Thursday, December 10, 2009

Looking ahead to 2010 - What will impact energy markets, prices and capital spending?

As 2009 rapidly comes to a close, what can the energy market expect and what factors will impact energy prices and the level of capital spending domestically in infrastructure in 2010?
1. Likely better pricing than 2009 - $6-$8 natural gas price needed to make shale gas discoveries economic although certain parts of the plays can be produced below this level. It is this fact that continues to create a widening supply demand gap in the short term and may keep prices down longer, but clean burning characteristics of the fuel will eventually push the price to level required to maximize its development and generate huge investment in infrastrucure to get the product to the end user markets.. 
2. Volatility in gas prices to remain at least through mid year due to fluctuations in LNG inflows, uncertain timing for industrial and electricity demand recovery, continued production growth as each new shale well adds significantly more reserve and politcal uncertainty as to the direction of new legislation impacting the price of alternative fuels after subsidies/incentives.

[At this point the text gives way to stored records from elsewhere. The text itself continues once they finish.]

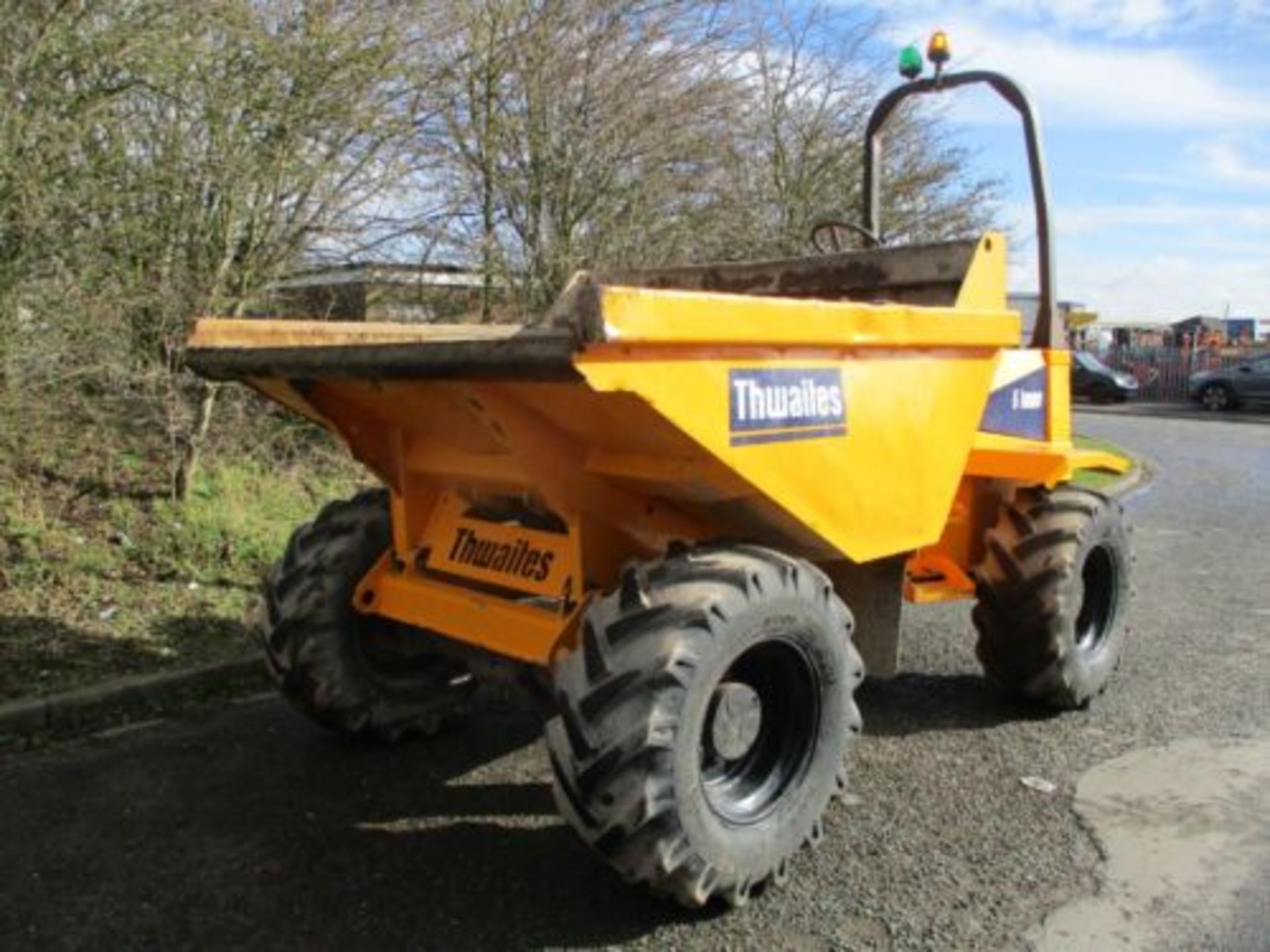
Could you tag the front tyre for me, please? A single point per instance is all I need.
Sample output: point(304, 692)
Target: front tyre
point(359, 674)
point(704, 721)
point(1054, 592)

2. Continued price divergence between natural gas and oil (oil historically  6-10 times natural gas price --- today multiple is 15-20 times -- increasing oil demand in developing countries likely to push crude oil prices higher and although gas prices will rise over the next few years this multiple will likely widen at least in the next few years.
3. Uncertain timing of price recover for natural gas, as supply continues to exceed demand with equilibrium notlikely to occur until 2011 or 2012 without a fundamental market change(new demand, favorably legislation, etc.). If true, what will the price be as the supply/demand gap narrows?

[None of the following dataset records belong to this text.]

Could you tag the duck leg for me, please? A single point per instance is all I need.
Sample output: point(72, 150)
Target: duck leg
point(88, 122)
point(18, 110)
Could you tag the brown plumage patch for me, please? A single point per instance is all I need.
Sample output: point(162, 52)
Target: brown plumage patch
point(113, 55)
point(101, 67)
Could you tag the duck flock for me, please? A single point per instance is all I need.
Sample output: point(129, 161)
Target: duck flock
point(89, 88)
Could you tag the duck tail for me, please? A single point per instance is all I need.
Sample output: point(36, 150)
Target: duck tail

4. Natural gas demand tied to industrial recovery, growth in share of electricity market and level of success in creating transportation or other market demand for the product.
5. Will cap & trade occur in 2010? Ever? If not, what will replace it? Which power sources gain? wich lose?  --- Natural Gas seems to have many advantages, but political climate pushing investment dollars to renewable energy
6. Other questions include will clean coal technology be developed economiclly? Will the tranmission grid requirements be built to supprt develop of wind and solar power? Will the US become a net exporter of natural gas through LNG?


Future posts will attempt to answer some of these questions and provide support for some of the predictions.